Mind you, there’s no time limit on playing this game, no detriment to your koi if you spend a lot of time in one area. The prey items never run out. All you need is patience…and a little perspective.

I needed more zen in my Zen Koi 2.

I had trouble releasing newly hatched koi, wanting to keep them in my separate, personal pond (which has very limited space), so that I could play with them again. All this, even though once a koi is hatched is it in your collection permanently, and if you release it, you can easily clone it and swim with it once more. So there’s absolutely no need to hold on. But I was grasping, unable to let go. My behavior didn’t make sense.

It really wasn’t until I found myself clenching my jaws and gripping my phone that I dawned on me that I wasn’t enjoying this. I was striving for the next level. What I had at the moment wasn’t good enough, I was always trying to increase my koi’s abilities or get to the next sigil. I wasn’t enjoying the beauty of the little fish I had now. As soon as a mating fish appeared, I started drawing Punnett squares in my head, calculating what color combinations would result, and whether I potentially needed the hatchling to complete a collection.

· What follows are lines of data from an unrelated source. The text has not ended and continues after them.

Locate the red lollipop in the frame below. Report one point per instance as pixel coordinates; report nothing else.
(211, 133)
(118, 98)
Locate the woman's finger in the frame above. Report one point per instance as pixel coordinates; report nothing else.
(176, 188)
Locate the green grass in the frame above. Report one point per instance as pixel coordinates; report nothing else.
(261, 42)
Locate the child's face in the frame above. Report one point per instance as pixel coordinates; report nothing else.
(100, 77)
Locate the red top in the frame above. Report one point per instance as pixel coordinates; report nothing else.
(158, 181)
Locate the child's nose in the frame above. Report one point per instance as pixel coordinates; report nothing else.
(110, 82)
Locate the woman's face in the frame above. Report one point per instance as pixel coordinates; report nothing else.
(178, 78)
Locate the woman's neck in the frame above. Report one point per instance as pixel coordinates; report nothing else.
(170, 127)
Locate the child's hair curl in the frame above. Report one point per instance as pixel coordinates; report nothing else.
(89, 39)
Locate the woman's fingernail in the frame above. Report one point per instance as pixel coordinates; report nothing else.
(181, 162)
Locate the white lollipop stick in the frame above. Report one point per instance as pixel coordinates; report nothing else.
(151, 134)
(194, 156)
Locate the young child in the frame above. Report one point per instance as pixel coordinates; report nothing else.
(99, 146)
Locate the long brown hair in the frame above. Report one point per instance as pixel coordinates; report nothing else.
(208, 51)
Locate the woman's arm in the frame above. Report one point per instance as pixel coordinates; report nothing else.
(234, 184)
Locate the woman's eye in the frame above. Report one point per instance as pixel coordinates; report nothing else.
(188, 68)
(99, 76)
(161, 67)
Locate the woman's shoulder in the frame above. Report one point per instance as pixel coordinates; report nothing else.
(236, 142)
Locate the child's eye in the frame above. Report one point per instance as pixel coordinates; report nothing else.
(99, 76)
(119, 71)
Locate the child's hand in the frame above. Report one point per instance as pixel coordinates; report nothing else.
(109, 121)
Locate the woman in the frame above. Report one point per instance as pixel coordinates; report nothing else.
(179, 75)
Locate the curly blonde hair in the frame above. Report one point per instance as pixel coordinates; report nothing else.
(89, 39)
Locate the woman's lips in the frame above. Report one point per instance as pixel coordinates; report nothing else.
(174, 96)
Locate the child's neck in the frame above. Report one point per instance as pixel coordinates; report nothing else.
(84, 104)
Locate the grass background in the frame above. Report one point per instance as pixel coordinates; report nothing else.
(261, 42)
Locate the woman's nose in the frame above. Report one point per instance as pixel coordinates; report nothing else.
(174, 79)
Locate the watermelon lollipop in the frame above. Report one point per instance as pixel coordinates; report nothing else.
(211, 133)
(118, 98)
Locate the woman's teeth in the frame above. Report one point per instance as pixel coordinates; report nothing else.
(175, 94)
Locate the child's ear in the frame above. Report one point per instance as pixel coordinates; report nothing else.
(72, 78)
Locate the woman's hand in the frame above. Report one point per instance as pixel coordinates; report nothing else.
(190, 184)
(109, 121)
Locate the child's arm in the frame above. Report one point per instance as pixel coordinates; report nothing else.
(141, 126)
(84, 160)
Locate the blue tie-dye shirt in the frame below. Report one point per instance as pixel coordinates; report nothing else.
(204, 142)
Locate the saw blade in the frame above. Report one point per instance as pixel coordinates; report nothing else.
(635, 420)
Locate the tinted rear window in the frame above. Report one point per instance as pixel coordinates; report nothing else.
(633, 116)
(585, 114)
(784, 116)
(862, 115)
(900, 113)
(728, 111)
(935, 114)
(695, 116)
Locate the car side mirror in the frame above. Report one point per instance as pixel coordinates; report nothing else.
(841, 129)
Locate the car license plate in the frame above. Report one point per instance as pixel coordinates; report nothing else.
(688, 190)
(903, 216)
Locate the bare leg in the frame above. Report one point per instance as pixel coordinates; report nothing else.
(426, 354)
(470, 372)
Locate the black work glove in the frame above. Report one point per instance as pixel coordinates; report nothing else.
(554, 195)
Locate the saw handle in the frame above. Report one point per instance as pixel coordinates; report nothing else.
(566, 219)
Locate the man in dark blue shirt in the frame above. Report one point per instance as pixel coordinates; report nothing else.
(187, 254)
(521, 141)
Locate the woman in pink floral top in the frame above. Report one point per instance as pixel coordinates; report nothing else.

Clearly, this sort of behavior is *not* what I’m going for when practicing mindfulness. In fact, it is completely antithetical to it. The striving, grasping, inability to focus on “now” was very telling. These are, of course, digital creatures, color pixels on the screen. It was my mind that made them real, my mind that created the anxiety around the game. It was my mind that gave the game so much emotional power over me.

So much grasping. I can’t get back what I lost by holding on to things that can’t be.

So I was thinking. Isn’t that kind of like my relationship with my fears? They too are not real, and it’s likely that a majority of them will never be real. And yet I attach to them and let them drag me around, frustrating me, agitating me, and in general, making me miserable.

For me, my cancer “story” was about loss. Loss of hair, loss of energy, loss of hope, loss of time to do more in my life. And the more I had felt I lost, the more I clung to how I wanted things to be. But they couldn’t be like that. I had already realized that, but it wasn’t until I played that innocent little smartphone game that I saw how powerful my attachment was to the things I really needed to release.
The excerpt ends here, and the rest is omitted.